The MVW method removes all vision tokens after generating the first M text tokens or after the end-of-reasoning token (e.g., </think>) is produced. This technique significantly reduces inference time and memory usage, and is fully compatible with popular efficiency techniques like KV caching and FlashAttention.

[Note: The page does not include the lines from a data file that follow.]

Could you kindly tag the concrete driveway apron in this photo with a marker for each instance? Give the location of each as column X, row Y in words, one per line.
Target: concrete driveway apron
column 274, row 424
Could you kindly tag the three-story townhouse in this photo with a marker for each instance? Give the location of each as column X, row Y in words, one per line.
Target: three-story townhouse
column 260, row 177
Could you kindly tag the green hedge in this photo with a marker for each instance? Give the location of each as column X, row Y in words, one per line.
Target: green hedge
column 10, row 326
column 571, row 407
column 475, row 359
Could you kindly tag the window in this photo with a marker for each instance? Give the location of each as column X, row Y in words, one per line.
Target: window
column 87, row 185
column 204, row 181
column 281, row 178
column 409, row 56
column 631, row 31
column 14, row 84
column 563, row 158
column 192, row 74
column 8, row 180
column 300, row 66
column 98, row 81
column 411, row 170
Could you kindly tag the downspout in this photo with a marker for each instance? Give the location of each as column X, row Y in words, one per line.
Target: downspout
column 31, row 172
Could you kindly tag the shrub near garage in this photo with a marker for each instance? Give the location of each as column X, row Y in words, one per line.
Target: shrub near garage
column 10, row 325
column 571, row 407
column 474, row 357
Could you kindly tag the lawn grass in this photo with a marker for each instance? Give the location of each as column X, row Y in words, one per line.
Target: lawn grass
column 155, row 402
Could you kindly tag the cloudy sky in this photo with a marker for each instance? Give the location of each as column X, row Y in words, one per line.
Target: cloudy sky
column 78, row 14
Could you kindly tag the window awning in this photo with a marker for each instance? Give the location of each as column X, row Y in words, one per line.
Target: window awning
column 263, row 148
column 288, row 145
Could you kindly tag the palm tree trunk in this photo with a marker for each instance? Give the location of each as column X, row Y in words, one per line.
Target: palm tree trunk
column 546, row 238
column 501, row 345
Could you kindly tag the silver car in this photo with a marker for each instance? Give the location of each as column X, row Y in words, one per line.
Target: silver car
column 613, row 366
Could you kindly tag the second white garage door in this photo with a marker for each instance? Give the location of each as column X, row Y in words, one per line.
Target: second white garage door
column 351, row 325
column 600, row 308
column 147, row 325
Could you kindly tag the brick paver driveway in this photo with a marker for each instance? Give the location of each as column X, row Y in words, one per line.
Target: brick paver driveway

We evaluate MVW on multimodal mathematical reasoning benchmarks, MathVerse and WeMath, demonstrating that the method consistently matches or outperforms baselines in terms of reasoning accuracy, while reducing TFLOPS by up to 55,9%.
Recommended citation: Andrea Ramazzina, Tobias Haab, David Fitzek, Stefano Gasperini, Jonas Uhrig, and Mario Bijelic. (2025). "Reasoning with Fewer Eyes: Efficient Visual Token Withdrawal for Multimodal Reasoning." NeurIPS 2025 Workshop on Efficient Reasoning.